少しすると先生と高校生らしき少女たちとの情事の写真や動画が学校に送り付けられてきたことで学校中が大騒ぎになっているという話が生徒たちの間にも漏れた。

授業は急きょすべて中止となり、緊急の職員会議が開かれバタバタと先生たちが慌ただしく教室と職員室を行き来していた。

折原がそこまで節操のない男だとは思ってもみなかった。

けれど、兆候はあった。アイツは何かにつけて写真や動画を撮りたがった。

でもあたしは一度も撮らせていない。

折原は「愛の証だ」なんてもっともらしいことを言っていたけれど、そんなの綺麗ごとだ。

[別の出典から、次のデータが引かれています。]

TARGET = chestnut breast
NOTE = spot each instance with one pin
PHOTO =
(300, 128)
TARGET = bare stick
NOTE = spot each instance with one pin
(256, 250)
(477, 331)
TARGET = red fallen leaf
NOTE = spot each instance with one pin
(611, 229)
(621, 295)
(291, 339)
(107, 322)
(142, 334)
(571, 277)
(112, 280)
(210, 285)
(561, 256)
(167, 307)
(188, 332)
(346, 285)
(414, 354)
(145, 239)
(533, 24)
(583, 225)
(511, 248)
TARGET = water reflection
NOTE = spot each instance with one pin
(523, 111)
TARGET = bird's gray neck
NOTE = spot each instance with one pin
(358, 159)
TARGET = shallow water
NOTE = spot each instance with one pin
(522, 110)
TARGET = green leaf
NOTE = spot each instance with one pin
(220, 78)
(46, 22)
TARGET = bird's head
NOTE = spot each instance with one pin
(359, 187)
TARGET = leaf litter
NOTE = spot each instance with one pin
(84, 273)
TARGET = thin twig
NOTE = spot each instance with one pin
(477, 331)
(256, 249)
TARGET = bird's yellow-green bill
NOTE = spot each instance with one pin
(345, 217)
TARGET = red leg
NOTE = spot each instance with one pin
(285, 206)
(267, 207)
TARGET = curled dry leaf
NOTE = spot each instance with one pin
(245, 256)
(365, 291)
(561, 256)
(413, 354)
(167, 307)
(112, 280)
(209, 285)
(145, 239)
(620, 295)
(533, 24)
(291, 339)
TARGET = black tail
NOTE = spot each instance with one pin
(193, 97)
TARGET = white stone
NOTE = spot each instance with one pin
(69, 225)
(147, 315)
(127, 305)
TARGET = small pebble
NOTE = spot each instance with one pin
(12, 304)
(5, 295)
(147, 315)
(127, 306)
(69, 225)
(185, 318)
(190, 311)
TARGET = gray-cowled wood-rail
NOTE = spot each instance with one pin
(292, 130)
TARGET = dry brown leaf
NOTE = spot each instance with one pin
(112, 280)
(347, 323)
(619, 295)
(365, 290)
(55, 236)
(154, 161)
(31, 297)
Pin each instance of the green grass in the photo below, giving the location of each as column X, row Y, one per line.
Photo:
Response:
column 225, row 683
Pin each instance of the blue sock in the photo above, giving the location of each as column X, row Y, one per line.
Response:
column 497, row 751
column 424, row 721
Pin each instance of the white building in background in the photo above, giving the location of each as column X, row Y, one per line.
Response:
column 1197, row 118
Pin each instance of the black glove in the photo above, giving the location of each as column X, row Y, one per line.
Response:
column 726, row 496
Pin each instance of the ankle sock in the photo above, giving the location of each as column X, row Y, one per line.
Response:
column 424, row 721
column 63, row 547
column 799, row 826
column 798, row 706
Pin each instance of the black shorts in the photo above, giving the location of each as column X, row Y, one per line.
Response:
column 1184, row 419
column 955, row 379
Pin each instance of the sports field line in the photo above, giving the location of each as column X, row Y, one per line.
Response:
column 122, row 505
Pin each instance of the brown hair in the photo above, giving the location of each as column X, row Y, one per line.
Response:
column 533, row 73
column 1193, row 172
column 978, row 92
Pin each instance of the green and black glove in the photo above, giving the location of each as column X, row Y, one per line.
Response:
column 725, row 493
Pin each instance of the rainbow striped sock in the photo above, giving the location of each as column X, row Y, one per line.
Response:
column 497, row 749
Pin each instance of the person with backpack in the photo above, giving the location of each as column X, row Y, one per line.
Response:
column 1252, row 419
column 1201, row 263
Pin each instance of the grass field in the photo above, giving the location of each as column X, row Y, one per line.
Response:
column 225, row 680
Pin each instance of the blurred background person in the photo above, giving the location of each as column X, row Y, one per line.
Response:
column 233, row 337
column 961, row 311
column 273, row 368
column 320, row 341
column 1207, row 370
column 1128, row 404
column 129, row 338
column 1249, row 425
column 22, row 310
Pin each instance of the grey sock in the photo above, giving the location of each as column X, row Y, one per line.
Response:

いつリベンジポルノとして世間に晒されてもおかしくない。

結果的に撮らせないで正解だったのだ。

「次は誰にしようかな」

スマホの連絡帳にはびっしりと男の名前が連なっていた。

その中で今一番お気に入りの隣のクラスの男子にメッセージを送る。

【照くん:おはよ。今日がなんの日か覚えてる??】

【おはよ。瑠偉の誕生日でしょ。忘れるはずないじゃん】

1分も待たずに返信がきた。

芦田照(あしだてる)は同じクラスの仲の良い唯(ゆい)の中学から続く彼氏だ。

唯にはもったいないぐらいのイケメンで学校での人気も高い。

照くんがあたしに熱い視線を送っていることには以前から気付いていた。

だから、ちょっとちょっかいを出したらすぐになびいてきた。

まだ関係は持っていないけど、手を繋いでキスもしたしそろそろ次の段階に進もうかと思っている。

男を手玉に取るのは楽しい。とくに、相手のいる男ならなおさらのこと。

【今日の放課後お祝いしような】

照くんからのメッセージに微笑む。

「ちょろい男」

あたしはポケットにスマホを押し込むと、歩を速めた。